Cross-discipline collaboration was again a theme, as the group combined work in ag science, ag mechanics and ag sales to pull together their project. Their engine was burning hydrogen, they’d proven that, but they needed help getting to the next level.
“I’ll come back and talk with you guys later, because you are right on the mark here,” Okonek told the students.
 
(The Rosalia students earned second place in the technology
challenge.)
 
Okonek, a judge for the competition, said he was encouraged by what he was seeing. “When I see the minority students and the young ladies involved (in the competition), that is particularly exciting,” he said.

Leaving for lunch, he pointed toward a project that replaced diesel fuel in a school bus with a vegetable oil-based alternative fuel. The group from Camas High School showed that emissions could be reduced by as much as 82 percent.

“This is fascinating for a bunch of 14-year-olds to come up with this,” he said. “Why doesn’t BP come up with this, at least in the short term?”
“Diesel Secret Energy: Bus Biodiesel” earned third place in the design challenge.

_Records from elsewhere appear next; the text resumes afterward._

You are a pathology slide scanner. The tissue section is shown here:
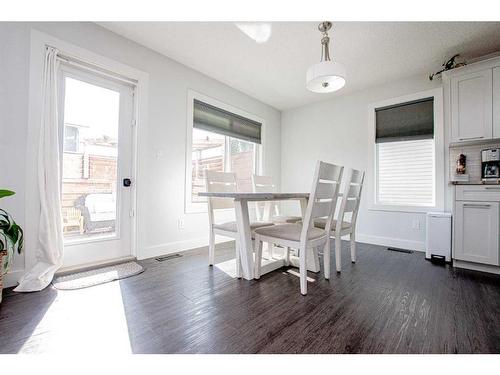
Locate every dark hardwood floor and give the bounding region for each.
[0,243,500,354]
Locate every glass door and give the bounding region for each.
[59,65,134,267]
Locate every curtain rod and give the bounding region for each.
[45,44,139,86]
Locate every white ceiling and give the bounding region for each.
[99,22,500,110]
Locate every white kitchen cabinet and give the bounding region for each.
[454,201,500,266]
[493,67,500,138]
[450,68,492,142]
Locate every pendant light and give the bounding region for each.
[306,21,346,93]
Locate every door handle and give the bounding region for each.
[458,135,484,141]
[464,203,491,208]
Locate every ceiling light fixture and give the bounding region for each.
[236,22,272,43]
[306,21,346,93]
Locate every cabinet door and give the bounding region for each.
[493,67,500,138]
[451,69,493,142]
[454,201,499,265]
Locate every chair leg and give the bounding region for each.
[299,246,307,296]
[323,238,330,280]
[254,237,262,279]
[350,232,356,263]
[335,235,342,272]
[236,241,241,279]
[208,229,215,266]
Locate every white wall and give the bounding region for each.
[0,23,281,281]
[281,75,444,250]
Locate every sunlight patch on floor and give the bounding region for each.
[19,282,132,354]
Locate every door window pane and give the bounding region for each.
[62,77,120,240]
[191,128,226,202]
[229,138,256,192]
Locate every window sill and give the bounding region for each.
[368,204,442,214]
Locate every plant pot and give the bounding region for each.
[0,251,7,303]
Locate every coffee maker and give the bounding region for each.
[481,148,500,184]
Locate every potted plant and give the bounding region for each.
[0,189,23,302]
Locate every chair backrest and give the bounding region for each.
[301,161,344,241]
[205,171,238,212]
[252,174,279,220]
[337,169,365,230]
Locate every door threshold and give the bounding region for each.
[55,255,136,276]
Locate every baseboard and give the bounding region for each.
[137,236,234,260]
[356,233,425,252]
[453,259,500,275]
[3,270,24,288]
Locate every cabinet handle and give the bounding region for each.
[458,135,484,141]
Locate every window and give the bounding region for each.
[375,97,436,208]
[186,95,262,212]
[64,124,79,152]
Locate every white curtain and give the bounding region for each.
[14,47,63,292]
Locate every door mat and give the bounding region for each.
[52,262,144,290]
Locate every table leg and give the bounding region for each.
[298,199,320,272]
[234,199,254,280]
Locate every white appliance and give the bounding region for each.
[425,212,451,262]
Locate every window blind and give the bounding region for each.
[375,98,434,143]
[376,139,435,206]
[193,99,262,144]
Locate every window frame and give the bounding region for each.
[184,89,266,214]
[367,88,445,213]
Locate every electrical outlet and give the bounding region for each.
[156,150,164,160]
[177,218,184,230]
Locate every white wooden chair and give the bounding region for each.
[255,161,344,295]
[205,171,273,278]
[252,174,302,224]
[314,169,365,272]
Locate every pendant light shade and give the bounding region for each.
[306,21,346,93]
[306,61,346,93]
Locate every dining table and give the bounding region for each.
[198,192,320,280]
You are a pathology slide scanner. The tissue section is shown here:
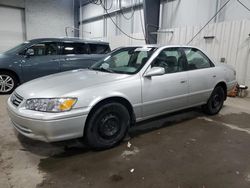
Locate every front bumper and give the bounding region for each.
[8,99,87,142]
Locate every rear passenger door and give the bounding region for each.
[184,48,216,106]
[142,48,188,118]
[60,42,93,71]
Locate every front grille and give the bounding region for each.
[11,93,23,107]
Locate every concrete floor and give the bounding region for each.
[0,96,250,188]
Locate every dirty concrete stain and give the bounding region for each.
[0,97,250,188]
[39,116,250,188]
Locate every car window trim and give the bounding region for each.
[142,47,187,76]
[18,41,60,57]
[60,41,91,56]
[183,47,215,71]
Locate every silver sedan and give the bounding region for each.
[8,46,236,148]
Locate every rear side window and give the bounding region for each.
[62,43,89,55]
[151,48,185,74]
[184,48,213,70]
[24,42,58,56]
[89,44,110,54]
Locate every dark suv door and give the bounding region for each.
[20,42,60,81]
[60,42,95,71]
[89,43,110,61]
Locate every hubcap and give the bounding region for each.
[212,94,221,108]
[0,75,14,93]
[99,114,120,139]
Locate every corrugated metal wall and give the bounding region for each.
[158,20,250,86]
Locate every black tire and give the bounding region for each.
[85,102,130,149]
[0,71,18,95]
[202,86,225,115]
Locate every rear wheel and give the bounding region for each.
[202,86,225,115]
[85,102,130,149]
[0,71,18,94]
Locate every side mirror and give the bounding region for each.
[144,67,165,77]
[25,48,35,57]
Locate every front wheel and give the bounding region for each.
[0,71,18,94]
[202,86,225,115]
[85,102,130,149]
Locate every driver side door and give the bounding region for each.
[142,48,188,118]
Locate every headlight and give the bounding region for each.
[25,98,77,112]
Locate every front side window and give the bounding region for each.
[184,48,212,70]
[90,47,156,74]
[62,43,89,55]
[89,44,110,54]
[26,42,58,56]
[151,48,185,74]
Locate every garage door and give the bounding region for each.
[0,6,25,53]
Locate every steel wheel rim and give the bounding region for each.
[0,75,14,93]
[212,94,221,109]
[99,113,121,139]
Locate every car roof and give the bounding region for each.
[29,37,109,45]
[122,44,199,49]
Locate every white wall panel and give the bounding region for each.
[158,20,250,86]
[0,6,25,52]
[82,3,104,19]
[161,0,216,29]
[25,0,74,39]
[133,9,145,33]
[106,16,117,37]
[218,0,250,21]
[80,20,104,39]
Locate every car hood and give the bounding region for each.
[16,69,129,99]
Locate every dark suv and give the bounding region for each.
[0,38,110,94]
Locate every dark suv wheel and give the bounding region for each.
[0,71,18,94]
[85,102,130,149]
[202,86,225,115]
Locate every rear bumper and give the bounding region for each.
[8,98,87,142]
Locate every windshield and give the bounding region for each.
[4,42,29,54]
[90,47,156,74]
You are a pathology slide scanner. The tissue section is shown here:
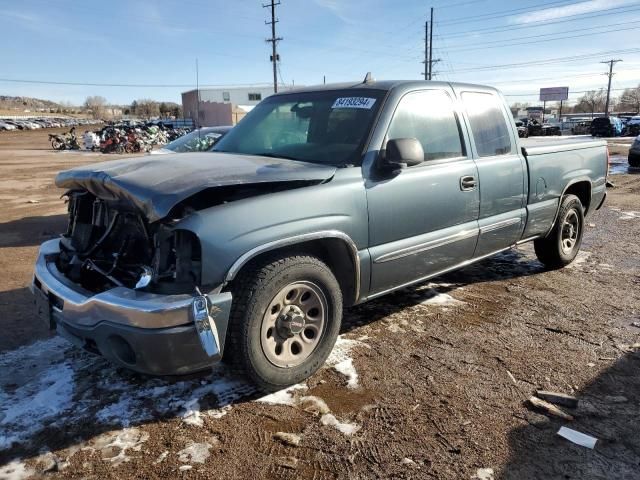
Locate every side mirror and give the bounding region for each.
[380,138,424,172]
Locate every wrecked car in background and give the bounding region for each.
[33,78,607,389]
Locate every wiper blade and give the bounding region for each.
[253,152,300,160]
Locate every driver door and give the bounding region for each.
[367,89,480,295]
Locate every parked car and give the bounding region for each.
[542,123,562,137]
[591,117,623,137]
[150,126,233,155]
[571,120,591,135]
[623,115,640,137]
[629,135,640,168]
[516,120,529,138]
[32,80,607,389]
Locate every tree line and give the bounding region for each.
[512,85,640,115]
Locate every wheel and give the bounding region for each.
[224,255,342,390]
[533,195,584,268]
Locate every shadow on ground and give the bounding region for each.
[0,215,67,248]
[497,352,640,480]
[0,250,543,472]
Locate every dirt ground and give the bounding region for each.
[0,131,640,480]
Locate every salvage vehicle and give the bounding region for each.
[571,120,591,135]
[629,135,640,168]
[591,117,623,137]
[150,126,233,155]
[32,76,608,390]
[516,120,529,138]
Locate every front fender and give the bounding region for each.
[175,168,368,285]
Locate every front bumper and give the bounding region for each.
[32,239,231,375]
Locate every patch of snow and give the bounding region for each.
[471,468,494,480]
[256,383,308,406]
[0,338,75,450]
[0,460,35,480]
[298,395,331,415]
[85,428,149,466]
[620,212,640,220]
[333,358,358,388]
[320,413,360,435]
[153,450,169,464]
[567,251,591,268]
[387,322,405,333]
[420,289,465,307]
[178,442,211,463]
[182,398,204,427]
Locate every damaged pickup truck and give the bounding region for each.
[33,79,608,389]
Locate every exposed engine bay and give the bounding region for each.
[56,190,201,294]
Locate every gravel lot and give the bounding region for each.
[0,131,640,480]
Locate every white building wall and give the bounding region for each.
[186,85,288,105]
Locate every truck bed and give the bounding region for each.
[520,135,607,157]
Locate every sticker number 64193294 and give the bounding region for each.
[331,97,376,110]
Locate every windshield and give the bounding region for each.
[213,89,386,166]
[164,130,222,153]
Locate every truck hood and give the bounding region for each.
[56,152,336,222]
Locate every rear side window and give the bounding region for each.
[462,92,511,157]
[387,90,465,160]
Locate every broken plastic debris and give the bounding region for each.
[558,427,598,449]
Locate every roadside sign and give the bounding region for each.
[540,87,569,102]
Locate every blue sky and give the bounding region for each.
[0,0,640,104]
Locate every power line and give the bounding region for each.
[262,0,282,93]
[442,21,640,52]
[0,78,276,88]
[503,86,633,97]
[445,5,640,38]
[441,0,582,25]
[442,48,640,73]
[600,59,622,117]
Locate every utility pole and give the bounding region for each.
[429,7,433,80]
[195,58,200,128]
[422,22,429,80]
[424,7,440,80]
[262,0,282,93]
[600,59,622,117]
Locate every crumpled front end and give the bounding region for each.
[32,191,231,375]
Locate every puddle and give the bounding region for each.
[609,155,640,175]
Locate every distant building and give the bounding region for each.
[182,85,291,127]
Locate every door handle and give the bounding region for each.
[460,175,478,192]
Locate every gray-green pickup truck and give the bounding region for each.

Event co-chair Grant Norton, associate dean in the WSU College of Engineering and Architecture, said the event exceeded his wildest expectations. “The thing that made it a success was the phenomenal projects by the students,” he said.

Co-chair Jill Watz, director of Climate Change Initiative for Vulcan Inc., agreed. “I thought it went spectacularly,” she said. “They thought through their projects and came prepared.”